Abstract:
With the advent of sensors, more and more services are developed in order to provide customers with insights about their health and their appliances\' energy consumption at home. To do so, these services use new mining algorithms that create new inference channels. However, the collected sensor data can be diverted to infer personal data that customers do not consent to share. This indirect access to data that are not collected corresponds to inference attacks involving raw sensor data (IASD). Towards these new kinds of attacks, existing inference detection systems do not suit the representation requirements of these inference channels and of user knowledge. In this paper, we propose RICE-M (Raw sensor data based Inference ChannEl Model) that meets these inference channel representations. Based on RICE-M, we proposed RICE-Sy an extensible system able to detect IASDs, and evaluated its performance taking as a case study the MHEALTH dataset. As expected, detecting IASD is proven to be quadratic due to huge sensor data managed and a quickly growing amount of user knowledge. To overcome this drawback, we propose first a set of conceptual optimizations that reduces the detection complexity. Although becoming linear, as online detection time remains greater than a fixed acceptable query response limit, we propose two approaches to estimate the potential of RICE-Sy.

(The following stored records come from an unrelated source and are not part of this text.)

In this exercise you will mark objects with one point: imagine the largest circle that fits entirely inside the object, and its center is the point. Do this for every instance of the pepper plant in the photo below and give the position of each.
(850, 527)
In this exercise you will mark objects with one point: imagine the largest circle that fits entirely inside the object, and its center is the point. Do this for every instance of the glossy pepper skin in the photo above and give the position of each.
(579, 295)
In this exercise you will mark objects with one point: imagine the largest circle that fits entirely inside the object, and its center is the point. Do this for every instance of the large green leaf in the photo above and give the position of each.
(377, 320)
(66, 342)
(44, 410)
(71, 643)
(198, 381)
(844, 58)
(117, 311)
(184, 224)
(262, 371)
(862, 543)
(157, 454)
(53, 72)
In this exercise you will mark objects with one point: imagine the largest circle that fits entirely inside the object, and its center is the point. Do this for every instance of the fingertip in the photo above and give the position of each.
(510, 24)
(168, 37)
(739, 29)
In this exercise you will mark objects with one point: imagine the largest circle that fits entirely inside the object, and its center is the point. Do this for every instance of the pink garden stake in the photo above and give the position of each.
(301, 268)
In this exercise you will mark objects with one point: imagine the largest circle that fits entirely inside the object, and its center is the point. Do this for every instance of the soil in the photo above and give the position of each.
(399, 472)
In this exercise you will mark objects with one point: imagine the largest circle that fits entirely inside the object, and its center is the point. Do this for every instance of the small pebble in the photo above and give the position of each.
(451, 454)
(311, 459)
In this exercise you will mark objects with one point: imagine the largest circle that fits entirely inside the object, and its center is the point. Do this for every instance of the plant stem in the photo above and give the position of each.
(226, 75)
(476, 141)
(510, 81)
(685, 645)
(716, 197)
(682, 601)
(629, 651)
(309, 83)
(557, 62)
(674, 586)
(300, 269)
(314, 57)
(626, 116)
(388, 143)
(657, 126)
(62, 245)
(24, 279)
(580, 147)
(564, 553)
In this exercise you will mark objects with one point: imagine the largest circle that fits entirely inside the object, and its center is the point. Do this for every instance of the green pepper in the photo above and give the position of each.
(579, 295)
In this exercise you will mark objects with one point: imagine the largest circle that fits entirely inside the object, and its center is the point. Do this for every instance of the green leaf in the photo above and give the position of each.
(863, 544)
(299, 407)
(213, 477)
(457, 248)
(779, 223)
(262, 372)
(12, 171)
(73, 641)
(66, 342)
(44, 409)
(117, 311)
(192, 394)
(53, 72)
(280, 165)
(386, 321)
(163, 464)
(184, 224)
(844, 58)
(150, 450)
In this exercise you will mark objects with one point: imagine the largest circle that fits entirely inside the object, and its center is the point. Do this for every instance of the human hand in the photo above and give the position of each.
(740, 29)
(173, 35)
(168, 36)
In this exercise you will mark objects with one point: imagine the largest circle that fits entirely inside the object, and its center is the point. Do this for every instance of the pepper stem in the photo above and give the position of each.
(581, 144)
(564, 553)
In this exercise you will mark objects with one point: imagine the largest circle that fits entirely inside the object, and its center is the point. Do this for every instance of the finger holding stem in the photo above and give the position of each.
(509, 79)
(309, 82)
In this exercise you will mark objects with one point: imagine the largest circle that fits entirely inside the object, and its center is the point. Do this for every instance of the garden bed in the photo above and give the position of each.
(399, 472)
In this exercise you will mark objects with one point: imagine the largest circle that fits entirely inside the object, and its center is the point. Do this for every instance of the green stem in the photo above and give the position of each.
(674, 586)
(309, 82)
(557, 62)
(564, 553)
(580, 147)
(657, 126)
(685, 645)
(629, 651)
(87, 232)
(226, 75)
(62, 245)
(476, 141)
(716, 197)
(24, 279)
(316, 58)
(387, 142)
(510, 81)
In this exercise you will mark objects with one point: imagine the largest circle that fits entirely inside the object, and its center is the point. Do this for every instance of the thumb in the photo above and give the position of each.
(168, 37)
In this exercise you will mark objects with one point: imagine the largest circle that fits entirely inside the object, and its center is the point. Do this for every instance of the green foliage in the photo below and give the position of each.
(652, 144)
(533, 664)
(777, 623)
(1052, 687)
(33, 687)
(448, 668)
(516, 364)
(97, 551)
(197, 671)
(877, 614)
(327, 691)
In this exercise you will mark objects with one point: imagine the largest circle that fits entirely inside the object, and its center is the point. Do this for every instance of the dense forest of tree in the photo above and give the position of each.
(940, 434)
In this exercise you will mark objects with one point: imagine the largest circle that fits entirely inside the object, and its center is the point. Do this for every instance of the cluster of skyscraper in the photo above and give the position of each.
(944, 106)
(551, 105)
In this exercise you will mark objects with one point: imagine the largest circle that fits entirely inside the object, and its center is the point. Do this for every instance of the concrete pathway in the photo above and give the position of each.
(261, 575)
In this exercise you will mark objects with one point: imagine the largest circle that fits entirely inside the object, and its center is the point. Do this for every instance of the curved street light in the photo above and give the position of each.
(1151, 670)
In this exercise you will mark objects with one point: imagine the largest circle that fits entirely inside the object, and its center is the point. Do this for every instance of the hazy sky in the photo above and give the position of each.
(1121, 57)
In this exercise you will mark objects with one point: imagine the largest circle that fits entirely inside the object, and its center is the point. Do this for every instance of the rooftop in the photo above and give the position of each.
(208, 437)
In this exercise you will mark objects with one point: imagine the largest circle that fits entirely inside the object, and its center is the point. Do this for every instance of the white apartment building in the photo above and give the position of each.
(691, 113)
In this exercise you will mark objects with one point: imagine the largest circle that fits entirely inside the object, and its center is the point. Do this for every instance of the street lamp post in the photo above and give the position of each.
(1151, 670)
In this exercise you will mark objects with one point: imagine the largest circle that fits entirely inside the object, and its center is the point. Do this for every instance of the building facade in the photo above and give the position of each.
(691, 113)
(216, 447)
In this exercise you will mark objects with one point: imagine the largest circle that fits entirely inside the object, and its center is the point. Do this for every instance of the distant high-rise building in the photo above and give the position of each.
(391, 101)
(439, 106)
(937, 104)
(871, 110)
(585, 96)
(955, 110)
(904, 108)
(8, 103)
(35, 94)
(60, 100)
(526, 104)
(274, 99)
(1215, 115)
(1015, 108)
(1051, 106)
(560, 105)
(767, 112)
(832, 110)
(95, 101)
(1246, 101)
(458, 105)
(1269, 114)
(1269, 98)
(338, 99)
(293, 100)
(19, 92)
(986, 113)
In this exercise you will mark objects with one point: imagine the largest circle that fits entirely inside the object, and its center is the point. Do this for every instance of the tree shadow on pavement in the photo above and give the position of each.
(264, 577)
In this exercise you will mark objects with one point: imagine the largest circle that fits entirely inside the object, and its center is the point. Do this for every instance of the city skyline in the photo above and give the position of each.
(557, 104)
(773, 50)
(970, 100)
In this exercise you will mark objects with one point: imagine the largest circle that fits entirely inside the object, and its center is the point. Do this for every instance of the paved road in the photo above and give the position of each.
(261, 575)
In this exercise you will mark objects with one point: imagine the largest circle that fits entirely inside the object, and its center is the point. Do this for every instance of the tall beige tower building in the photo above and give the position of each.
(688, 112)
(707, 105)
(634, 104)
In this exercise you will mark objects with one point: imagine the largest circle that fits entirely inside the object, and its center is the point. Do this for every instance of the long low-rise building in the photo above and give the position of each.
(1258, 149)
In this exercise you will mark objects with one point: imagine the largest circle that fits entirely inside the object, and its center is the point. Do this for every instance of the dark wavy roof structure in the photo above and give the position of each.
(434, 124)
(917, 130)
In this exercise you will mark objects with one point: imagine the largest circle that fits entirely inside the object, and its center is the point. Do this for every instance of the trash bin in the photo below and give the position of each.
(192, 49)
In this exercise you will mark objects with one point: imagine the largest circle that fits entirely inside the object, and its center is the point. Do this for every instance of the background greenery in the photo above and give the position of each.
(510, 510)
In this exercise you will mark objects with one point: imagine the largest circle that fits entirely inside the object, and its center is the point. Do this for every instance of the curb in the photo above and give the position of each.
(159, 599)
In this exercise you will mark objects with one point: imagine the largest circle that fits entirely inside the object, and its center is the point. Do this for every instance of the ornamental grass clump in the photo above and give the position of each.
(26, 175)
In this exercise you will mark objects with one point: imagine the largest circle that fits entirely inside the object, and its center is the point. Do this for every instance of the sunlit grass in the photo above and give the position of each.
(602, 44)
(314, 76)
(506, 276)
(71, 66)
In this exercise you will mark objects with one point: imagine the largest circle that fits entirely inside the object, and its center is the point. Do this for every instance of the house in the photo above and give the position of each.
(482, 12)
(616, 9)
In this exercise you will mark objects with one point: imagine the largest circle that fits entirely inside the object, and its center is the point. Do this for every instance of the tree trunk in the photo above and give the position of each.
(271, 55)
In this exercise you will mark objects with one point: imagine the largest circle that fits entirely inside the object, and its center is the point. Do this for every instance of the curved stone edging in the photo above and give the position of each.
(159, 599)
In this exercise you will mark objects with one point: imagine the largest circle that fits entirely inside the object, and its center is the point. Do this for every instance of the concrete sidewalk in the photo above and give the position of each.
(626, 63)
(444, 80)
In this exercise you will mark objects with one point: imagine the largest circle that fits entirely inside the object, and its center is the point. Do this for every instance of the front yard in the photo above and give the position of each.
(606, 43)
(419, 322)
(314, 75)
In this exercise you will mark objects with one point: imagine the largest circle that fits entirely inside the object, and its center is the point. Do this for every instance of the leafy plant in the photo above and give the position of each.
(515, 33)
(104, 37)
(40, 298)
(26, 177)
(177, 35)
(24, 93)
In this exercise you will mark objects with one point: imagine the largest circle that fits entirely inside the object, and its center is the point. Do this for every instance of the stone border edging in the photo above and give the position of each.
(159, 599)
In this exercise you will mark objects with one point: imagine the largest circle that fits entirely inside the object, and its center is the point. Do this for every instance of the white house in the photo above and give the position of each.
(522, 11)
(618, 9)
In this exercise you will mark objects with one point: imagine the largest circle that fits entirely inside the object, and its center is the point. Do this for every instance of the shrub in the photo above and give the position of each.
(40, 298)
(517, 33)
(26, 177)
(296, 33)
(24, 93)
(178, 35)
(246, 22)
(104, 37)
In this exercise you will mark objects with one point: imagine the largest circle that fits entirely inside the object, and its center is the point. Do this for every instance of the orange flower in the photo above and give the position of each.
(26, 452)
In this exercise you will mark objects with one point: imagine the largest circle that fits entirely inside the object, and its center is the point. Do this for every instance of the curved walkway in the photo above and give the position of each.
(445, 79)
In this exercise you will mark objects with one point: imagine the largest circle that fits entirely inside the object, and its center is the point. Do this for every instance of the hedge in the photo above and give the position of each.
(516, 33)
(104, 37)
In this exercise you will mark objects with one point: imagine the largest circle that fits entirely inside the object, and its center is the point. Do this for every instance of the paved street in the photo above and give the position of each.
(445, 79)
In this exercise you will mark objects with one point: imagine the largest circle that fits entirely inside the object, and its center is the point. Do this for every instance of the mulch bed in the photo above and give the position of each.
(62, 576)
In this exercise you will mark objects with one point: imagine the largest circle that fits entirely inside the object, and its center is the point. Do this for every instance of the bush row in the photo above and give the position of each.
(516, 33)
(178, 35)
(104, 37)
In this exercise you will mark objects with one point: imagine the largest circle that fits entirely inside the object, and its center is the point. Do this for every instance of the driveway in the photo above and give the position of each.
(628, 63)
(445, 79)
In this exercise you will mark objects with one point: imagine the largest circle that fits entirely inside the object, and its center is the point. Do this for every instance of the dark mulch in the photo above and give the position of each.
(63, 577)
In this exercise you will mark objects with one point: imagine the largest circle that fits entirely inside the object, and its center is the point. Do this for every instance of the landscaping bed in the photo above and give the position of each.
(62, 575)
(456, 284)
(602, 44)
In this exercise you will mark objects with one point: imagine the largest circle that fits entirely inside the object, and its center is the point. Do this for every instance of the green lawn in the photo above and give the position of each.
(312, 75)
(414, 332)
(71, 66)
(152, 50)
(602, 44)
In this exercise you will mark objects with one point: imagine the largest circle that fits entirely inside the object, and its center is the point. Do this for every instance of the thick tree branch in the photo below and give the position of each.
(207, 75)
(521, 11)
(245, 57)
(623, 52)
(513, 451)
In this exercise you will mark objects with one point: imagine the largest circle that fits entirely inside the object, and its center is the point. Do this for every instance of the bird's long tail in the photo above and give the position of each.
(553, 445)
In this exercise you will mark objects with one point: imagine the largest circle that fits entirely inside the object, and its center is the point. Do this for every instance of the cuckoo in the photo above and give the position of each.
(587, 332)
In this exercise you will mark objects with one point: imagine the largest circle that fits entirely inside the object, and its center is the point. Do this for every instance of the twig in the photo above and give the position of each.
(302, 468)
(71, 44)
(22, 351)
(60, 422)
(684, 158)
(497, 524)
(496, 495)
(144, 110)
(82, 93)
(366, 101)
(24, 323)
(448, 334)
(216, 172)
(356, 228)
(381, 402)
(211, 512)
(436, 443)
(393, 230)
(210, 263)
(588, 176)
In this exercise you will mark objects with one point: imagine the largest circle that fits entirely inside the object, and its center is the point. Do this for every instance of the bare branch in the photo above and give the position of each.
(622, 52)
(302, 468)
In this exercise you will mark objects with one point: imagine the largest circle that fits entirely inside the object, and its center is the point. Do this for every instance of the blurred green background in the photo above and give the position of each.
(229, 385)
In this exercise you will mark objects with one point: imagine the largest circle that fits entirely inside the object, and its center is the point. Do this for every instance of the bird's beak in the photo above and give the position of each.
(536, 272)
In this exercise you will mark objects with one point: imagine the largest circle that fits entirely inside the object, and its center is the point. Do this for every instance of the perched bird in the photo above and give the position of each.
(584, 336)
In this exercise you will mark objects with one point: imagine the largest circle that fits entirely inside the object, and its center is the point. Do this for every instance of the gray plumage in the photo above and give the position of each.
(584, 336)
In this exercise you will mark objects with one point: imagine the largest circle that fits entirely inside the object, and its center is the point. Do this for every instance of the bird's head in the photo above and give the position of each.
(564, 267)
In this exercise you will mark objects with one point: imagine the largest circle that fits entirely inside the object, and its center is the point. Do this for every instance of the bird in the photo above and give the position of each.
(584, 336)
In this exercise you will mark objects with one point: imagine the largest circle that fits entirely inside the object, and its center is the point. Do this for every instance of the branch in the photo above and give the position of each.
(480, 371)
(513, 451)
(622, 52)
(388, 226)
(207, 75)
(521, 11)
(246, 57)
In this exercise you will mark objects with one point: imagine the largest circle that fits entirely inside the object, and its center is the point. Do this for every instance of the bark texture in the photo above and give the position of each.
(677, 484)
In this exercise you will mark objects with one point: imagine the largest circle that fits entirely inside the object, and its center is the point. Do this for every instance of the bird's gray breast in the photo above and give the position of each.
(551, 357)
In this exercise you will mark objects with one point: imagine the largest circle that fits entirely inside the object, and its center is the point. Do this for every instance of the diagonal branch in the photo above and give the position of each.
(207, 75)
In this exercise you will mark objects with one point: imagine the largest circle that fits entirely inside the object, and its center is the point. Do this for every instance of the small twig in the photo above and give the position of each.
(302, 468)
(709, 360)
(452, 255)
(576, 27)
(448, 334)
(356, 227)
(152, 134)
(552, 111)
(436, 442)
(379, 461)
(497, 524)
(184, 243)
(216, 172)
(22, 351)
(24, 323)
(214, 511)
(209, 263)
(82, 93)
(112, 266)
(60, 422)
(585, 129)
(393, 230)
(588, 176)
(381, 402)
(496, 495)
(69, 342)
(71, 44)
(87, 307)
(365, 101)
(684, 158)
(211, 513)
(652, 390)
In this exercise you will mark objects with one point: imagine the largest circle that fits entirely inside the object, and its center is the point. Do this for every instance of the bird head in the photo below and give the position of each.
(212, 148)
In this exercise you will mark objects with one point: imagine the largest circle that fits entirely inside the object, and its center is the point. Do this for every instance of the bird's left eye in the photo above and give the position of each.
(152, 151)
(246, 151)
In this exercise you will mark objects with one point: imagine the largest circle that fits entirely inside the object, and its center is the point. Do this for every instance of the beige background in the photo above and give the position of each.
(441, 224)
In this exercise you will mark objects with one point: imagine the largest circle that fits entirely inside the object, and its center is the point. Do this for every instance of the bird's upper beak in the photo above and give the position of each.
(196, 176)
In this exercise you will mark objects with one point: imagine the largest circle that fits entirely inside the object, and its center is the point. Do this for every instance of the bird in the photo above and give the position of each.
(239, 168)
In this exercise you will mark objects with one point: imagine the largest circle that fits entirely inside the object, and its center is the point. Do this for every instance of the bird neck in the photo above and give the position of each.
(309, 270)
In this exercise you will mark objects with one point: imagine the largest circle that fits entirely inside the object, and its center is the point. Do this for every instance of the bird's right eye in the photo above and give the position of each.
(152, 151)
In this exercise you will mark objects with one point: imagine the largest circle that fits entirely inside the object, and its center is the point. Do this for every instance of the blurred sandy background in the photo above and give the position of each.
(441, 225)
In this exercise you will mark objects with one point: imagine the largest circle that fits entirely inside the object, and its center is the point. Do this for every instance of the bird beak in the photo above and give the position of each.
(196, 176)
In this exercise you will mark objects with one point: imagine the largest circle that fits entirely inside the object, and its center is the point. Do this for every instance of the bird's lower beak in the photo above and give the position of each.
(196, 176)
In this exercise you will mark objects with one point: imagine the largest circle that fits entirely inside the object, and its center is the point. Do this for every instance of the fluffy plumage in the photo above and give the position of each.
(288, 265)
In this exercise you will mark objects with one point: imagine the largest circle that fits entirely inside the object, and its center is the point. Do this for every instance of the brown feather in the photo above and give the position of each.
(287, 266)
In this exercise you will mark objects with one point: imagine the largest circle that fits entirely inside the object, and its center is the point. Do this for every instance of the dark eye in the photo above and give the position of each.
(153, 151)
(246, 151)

The first one is based on partitioning strategies which aim at partitioning the knowledge of users. We observe that by considering the quantity of knowledge gained by a user as a partitioning criterion, the median detection time of RICE-Sy is reduced by 63%. The second approach is H-RICE-SY, a hybrid detection architecture built on RICE-Sy which limits the detection at query-time to users that have a high probability to be malicious. We show the limits of processing all malicious users at query-time, without impacting the query answer time. We observe that for a ratio of 30% users considered as malicious, the median online detection time stays under the acceptable time of 80 ms, for up to a total volume of 1.2 million user knowledge entities. Based on the observed growth rates, we have estimated that for 5% of user knowledge issued by malicious users, a maximum volume of approximately 8.6 million user\'s information can be processed online in an acceptable time.
摘要:
随着传感器的出现,越来越多的服务被开发,以便为客户提供关于他们的健康和他们的家电\'在家里的能源消耗的见解。要做到这一点,这些服务使用新的挖掘算法来创建新的推理通道。然而,收集的传感器数据可以被转移到推断客户不同意共享的个人数据。这种对未收集的数据的间接访问对应于涉及原始传感器数据(IASD)的推理攻击。面对这些新型攻击,现有的推理检测系统不适合这些推理通道和用户知识的表示要求。在本文中,我们提出了满足这些推理通道表示的RICE-M(基于原始传感器数据的推理信道模型)。基于RICE-M,我们提出了RICE-Sy一个能够检测IASD的可扩展系统,并以MHEALTH数据集为例评估了其性能。不出所料,由于管理的大量传感器数据和快速增长的用户知识,检测IASD被证明是二次的。为了克服这个缺点,我们首先提出了一组降低检测复杂度的概念优化。虽然变得线性,由于在线检测时间保持大于固定的可接受查询响应限制,我们提出了两种方法来估计RICE-Sy的潜力。第一个是基于分区策略,旨在对用户的知识进行分区。我们观察到,通过将用户获得的知识数量作为划分标准,RICE-Sy的中位检测时间减少了63%。第二种方法是H-RICE-SY,建立在RICE-Sy上的混合检测体系结构,该体系结构将查询时的检测限制为具有高恶意概率的用户。我们展示了在查询时处理所有恶意用户的限制,而不会影响查询应答时间。我们观察到,对于30%的用户被认为是恶意的,在线检测时间中位数保持在80ms的可接受时间以下,总共有120万个用户知识实体。根据观察到的增长率,我们估计,对于恶意用户发布的5%的用户知识,在可接受的时间内,可以在线处理最大约860万用户的信息。